I feel like I’m underwater with an anchor to my foot. Like I’m in the middle of the woods lost and surrounded by a forest fire. Like I’m hanging on the edge of a cliff, loosing my grip. A dark room closing in on me. I feel like I’m constantly falling and I don’t know how to stop myself.
These past few months, I have been going through some struggles. I’m in that I take one step forward end up going ten steps back phase in my life. No matter how hard I try or what I do I can’t break out of it. I will feel like everything is fine and dandy then get hit by something from the side that’s completely unexpected.

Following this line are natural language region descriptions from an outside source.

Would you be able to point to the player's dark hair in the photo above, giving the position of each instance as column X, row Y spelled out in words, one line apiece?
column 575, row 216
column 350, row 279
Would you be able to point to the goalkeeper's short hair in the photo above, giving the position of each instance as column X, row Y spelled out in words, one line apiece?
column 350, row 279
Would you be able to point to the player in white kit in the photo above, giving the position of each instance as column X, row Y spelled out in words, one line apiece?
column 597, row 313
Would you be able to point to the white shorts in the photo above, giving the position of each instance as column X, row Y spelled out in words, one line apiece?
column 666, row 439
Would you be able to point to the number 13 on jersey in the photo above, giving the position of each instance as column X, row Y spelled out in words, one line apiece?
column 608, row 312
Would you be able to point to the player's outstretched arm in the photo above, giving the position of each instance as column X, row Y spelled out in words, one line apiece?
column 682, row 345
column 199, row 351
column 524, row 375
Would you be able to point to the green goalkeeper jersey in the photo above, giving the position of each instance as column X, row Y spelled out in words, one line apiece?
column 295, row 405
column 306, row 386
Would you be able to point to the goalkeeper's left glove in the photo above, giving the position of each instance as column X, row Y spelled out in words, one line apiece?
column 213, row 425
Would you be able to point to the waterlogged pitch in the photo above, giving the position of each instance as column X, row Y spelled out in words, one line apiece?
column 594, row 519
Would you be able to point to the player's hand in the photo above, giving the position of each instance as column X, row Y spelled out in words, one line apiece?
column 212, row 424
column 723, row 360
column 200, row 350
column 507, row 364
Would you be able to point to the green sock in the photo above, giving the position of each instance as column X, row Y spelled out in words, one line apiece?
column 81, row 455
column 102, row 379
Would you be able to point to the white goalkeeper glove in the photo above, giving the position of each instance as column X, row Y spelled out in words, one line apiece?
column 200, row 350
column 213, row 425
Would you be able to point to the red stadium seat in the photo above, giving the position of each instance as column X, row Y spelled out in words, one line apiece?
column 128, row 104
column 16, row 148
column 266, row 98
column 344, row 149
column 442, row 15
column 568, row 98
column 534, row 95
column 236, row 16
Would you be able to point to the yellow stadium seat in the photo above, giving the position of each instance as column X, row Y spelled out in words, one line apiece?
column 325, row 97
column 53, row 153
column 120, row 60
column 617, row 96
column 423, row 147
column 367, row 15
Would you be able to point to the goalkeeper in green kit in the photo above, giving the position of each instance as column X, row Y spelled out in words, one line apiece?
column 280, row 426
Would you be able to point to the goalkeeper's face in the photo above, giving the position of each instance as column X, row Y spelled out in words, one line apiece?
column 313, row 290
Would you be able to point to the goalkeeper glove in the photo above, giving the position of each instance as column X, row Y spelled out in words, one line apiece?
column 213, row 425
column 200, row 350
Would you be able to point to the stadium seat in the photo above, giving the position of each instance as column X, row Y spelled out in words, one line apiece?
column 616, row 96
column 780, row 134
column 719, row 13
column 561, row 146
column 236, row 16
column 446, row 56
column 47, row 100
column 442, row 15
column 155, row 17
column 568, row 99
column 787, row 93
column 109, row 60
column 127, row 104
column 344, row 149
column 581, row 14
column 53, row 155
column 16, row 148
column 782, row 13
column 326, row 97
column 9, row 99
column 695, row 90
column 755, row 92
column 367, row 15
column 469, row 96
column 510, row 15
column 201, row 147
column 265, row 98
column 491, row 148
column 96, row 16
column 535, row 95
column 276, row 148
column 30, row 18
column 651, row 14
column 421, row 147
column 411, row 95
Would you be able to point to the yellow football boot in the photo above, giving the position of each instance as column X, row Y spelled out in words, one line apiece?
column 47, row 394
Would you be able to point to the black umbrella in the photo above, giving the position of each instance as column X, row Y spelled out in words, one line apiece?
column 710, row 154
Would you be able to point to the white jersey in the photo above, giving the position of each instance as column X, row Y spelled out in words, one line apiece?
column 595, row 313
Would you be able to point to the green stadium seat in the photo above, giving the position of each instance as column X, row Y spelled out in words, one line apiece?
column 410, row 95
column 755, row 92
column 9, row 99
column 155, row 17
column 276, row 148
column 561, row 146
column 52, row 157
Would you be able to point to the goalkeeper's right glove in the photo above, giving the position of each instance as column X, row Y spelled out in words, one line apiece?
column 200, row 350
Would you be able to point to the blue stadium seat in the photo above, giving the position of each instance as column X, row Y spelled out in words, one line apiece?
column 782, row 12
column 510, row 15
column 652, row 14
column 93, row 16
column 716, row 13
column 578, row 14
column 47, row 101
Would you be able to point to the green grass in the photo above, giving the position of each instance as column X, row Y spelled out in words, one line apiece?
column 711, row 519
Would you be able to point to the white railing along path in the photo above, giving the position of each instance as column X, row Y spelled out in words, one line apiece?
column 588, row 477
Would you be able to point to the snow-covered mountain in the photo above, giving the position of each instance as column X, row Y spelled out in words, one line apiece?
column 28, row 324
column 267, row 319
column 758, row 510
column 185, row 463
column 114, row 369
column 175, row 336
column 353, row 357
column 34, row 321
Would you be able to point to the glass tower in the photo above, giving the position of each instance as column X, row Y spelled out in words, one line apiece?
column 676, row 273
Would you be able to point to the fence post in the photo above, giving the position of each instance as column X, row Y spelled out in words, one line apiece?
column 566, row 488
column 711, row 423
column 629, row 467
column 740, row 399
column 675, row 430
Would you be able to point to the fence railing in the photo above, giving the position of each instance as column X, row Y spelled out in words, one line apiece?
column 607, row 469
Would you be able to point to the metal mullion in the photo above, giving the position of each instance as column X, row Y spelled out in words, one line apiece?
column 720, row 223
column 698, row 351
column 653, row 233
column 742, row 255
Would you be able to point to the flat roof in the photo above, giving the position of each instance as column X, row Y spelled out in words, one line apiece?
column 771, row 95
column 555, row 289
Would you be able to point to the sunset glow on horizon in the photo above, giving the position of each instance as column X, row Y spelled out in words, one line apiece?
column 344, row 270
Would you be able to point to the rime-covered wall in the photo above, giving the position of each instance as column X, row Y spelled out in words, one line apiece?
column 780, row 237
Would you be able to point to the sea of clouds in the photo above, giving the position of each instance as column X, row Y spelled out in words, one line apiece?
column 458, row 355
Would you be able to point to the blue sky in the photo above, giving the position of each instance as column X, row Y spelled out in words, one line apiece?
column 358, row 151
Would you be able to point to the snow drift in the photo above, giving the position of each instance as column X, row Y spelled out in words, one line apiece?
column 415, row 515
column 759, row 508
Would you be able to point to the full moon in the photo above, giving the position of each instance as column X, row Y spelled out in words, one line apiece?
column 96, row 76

So I wonder some days do I work so hard in life just for this to happen, or should I slow my paceand just keep moving forward without straining myself? It’s hard to say what direction to take because when I try my best to be stepping on my own feet sometimes. So I’m just going. Trying. I may not sleep at night but at least I know my next step by morning. Life can be wonderful and then be too much for the human body and mind. But I keep moving forward. Keep finding my way. Keep trying. I may have not found the solution to life but I found a way to make it through the best I can. I may slip on my stepping stone pat but I keep jumping from stone to stone.
“Not all those who wonder are lost” is my favorite quote from my favorite series of books. If you know what they are we can be friends. I loved the quote so much I have it tattooed on my shoulder to remind me that it defines me. Everyone one has goals,desires,dreams. So did I. But my problem is they really never stay the same. They are ever changing like someone’s clothes. I always have a set path. A direction I am going. But as I go along,something may catch my attention. I know I should probably stick to my original way, but the other is appealing. I may not know what way im going , but I know where I am going to be.